Você já imaginou um escargot ensinando sobre sexualidade? E um cão boxer mostrando a importância de se pentear os cabelos? Pois essas cenas fazem parte de dois projetos voltados para a educação de crianças e adolescentes utilizando animais nas escolas. Um deles é o Pet na Escola, implantado em Itaipava, perto de Petrópolis (RJ). Criado há dois anos pela zootécnica e médica veterinária Christianne Moll Vianna, o projeto abrange três escolas particulares, com turmas de educação infantil e ensino fundamental.
A coordenadora conta que tudo começou com pedidos de palestras sobre agressões caninas a crianças. ''O projeto nasceu basicamente para evitar acidentes e respeitar a outra espécie.'
Na região de Pirassununga (SP), a estrela é um animal pequeno, gosmento e vagaroso. O Projeto Dr. Escargot, premiado pela Fundação Getúlio Vargas promove visitas quinzenais a três escolas. Hoje, 500 crianças de seis a dez anos já sabem que, além de pequeno, gosmento e vagaroso, o escargot é muito útil ao homem. ''Vi que o escargot era um bom animal para se desenvolver um trabalho com crianças.
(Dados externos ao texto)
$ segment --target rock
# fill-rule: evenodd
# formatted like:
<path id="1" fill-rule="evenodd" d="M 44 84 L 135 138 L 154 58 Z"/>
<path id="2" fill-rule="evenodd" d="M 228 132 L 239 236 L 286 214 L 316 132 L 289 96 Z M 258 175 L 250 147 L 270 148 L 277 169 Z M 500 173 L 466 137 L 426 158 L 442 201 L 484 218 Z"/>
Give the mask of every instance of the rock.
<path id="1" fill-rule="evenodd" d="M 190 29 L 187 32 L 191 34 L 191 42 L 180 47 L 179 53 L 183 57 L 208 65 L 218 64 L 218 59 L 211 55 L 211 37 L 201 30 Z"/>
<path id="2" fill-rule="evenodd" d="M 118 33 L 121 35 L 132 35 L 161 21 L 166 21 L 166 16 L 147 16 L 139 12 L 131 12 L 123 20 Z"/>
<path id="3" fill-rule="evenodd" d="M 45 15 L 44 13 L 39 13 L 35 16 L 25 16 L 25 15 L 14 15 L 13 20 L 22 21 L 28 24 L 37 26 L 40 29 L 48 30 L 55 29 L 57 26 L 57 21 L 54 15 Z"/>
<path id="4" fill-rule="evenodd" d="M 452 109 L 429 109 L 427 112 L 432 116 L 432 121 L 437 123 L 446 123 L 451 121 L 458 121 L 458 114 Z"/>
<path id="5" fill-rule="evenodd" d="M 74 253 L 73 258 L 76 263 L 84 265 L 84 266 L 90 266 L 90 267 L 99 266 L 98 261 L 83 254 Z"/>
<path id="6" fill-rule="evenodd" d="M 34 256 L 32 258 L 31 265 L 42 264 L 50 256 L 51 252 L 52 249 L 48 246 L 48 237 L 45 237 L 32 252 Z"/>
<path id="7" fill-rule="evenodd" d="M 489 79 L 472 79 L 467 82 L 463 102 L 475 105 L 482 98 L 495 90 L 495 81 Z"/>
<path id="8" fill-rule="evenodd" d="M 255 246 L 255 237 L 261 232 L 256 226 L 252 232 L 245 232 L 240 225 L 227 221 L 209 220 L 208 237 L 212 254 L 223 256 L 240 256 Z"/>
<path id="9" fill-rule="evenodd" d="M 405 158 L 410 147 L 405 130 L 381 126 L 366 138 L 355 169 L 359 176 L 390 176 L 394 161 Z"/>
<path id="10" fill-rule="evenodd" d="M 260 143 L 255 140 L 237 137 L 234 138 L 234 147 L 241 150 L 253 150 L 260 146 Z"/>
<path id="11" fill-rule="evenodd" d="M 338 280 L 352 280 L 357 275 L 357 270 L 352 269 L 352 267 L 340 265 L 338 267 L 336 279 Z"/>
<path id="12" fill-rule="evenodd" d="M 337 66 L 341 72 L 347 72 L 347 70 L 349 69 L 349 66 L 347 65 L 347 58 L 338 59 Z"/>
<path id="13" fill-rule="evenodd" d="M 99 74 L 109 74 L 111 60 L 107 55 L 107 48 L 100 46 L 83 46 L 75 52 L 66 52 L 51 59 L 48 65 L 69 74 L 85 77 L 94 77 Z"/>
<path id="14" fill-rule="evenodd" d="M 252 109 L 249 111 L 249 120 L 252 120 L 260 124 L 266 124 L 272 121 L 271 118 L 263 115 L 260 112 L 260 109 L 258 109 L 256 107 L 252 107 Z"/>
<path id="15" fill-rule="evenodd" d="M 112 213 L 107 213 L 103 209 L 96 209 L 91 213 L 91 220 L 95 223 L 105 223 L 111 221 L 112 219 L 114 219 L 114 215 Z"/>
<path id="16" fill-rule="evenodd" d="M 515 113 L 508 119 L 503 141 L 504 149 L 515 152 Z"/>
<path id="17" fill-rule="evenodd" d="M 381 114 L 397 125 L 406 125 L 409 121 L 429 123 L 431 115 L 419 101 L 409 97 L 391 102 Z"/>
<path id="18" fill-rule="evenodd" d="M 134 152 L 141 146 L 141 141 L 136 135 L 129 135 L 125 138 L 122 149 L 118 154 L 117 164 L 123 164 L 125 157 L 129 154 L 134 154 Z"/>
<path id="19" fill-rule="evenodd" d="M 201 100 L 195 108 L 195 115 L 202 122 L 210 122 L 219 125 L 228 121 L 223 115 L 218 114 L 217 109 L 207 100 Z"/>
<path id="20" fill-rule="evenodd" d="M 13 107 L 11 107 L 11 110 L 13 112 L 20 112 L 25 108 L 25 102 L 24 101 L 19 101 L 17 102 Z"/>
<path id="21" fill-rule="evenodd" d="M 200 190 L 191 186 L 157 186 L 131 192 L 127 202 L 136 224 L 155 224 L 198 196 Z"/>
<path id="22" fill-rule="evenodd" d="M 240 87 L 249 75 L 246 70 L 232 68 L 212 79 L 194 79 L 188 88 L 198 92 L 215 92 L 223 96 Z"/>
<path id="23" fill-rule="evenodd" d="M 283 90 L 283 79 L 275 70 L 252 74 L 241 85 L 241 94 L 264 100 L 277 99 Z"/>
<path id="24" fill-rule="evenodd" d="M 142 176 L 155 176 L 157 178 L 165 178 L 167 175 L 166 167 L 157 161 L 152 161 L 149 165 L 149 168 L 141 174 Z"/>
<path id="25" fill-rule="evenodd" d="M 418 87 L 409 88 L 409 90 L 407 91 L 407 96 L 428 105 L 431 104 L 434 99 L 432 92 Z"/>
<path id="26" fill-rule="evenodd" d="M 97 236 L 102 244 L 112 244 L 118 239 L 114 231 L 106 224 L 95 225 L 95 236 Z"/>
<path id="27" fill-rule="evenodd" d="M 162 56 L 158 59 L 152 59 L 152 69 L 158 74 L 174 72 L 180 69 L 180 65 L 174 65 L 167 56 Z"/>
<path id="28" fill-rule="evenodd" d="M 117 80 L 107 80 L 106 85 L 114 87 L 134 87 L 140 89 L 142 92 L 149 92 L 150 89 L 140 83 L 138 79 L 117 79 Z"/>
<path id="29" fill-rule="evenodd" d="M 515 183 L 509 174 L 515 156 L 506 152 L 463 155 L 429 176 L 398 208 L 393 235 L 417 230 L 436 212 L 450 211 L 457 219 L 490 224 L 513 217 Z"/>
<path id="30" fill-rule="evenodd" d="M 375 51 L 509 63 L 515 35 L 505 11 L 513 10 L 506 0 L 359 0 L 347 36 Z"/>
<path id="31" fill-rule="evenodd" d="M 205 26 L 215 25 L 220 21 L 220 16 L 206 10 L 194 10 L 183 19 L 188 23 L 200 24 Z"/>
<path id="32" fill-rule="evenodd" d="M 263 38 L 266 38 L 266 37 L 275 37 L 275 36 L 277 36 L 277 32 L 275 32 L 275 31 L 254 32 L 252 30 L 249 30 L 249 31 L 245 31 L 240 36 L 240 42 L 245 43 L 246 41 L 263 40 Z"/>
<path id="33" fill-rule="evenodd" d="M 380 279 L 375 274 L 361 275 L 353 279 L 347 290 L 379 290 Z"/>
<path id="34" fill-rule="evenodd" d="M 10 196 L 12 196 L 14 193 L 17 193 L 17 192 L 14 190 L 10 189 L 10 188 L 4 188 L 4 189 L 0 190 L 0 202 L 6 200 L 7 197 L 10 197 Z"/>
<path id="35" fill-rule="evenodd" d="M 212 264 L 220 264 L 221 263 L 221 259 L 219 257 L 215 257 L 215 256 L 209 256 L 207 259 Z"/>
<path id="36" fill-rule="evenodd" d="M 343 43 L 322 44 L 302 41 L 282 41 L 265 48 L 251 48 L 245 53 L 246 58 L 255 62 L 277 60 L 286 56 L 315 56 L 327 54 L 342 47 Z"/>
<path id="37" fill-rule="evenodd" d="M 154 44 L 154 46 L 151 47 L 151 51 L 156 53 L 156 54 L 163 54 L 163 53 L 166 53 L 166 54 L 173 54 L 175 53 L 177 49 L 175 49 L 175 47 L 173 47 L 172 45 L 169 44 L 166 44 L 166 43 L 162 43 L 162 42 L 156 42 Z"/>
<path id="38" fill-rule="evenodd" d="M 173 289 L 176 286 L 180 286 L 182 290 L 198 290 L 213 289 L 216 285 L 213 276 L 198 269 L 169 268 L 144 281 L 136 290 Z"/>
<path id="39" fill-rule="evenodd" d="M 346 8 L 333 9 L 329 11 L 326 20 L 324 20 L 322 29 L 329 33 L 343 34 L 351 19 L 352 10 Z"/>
Ele não oferece perigo e não transmite doenças'', observa Maria de Fátima Martins, professora doutora em genética e melhoramento animal da Faculdade de Medicina Veterinária e Zootecnia da USP.
A cada visita, entre 50 e 60 escargots são levados à escola. Um dos temas abordados pela veterinária e geneticista é o preconceito. Se, por um lado, o animal provoca nojo, por outro, ela lembra as qualidades medicinais do visco. ''A secreção tem propriedades antibacterianas.'' O tema sexualidade também é trabalhado nas turmas de terceira e quarta séries, utilizando a reprodução do escargot como gancho. (M.P.)